Lately, there has been a lot of talk about doctors practicing "defensive medicine" as a result of the "litigation crisis" in America. But, like many aspects of tort reform, many people don't know what defensive medicine is.
Defensive medicine is when a doctor, afraid of being sued, leaves no stone unturned to diagnose, treat, or cure a patient. The most common example cited is when a doctor "knows" that a patient has illness X, but runs a test to check for illness Y, just on the incredibly rare chance that the patient has illness Y. A wide variety of statistics are available to show just how much money is spent on these unnecessary tests and procedures. However, there is one statistic I'd like to see but haven't: How many lives have been saved because an "unnecessary" test diagnosed a fatal illness early?
Somehow, tort reformers argue, that because a doctor in Duluth orders an "unnecesary" MRI, patients in Los Angeles will pay more for their needed MRI's. Proponents of the defensive medicine theory therefore argue that the traditional economic principal that as supplies increase, prices decrease, somehow does not apply to medicine.

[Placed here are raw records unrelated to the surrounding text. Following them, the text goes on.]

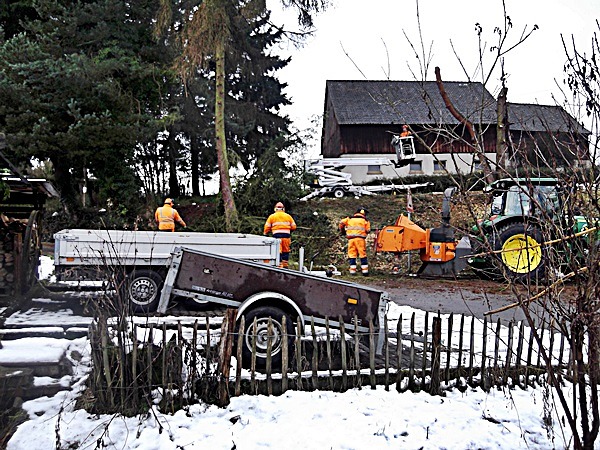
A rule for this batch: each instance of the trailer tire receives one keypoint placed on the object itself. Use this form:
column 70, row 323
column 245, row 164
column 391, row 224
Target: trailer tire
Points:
column 262, row 315
column 142, row 290
column 522, row 258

Finally, ask yourself who defensive medicine really hurts. It doesn't hurt the doctor that charges for the procedure or test. It doesn't hurt the pharmaceutical that supplies drugs for the procedure or test. It certainly doesn't hurt the patient to have an extremely thorough doctor. And if the patient is footing the bill, he or she can certainly choose whether or not to have the procedure or test done.

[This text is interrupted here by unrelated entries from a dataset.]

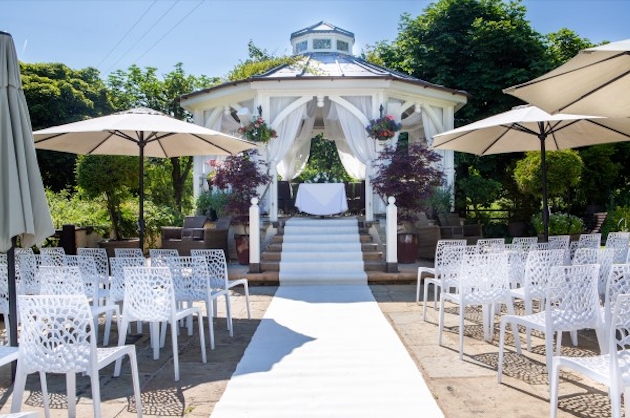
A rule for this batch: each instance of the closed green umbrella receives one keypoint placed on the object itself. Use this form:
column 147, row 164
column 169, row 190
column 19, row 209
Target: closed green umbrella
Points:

The only other party that defensive medicine could possibly hurt would be insurance companies. But the problem with that theory is that insurance companies have very strict policies about what procedures and tests they'll pay for. It's all too common for a patient to develop a serious medical condition because their insurer wouldn't pay for a test or procedure that would have diagnosed the condition before it became serious.
So defensive medicine puts money in the pockets of doctors, hospitals, and pharmaceuticals. Insurance companies won't pay for defensive medicine, so it doesn't raise anyone's health insurance premiums. From time to time, defensive medicine saves lives. It would therefore appear that "defensive medicine" is just another sham used to scare people into supporting tort reform.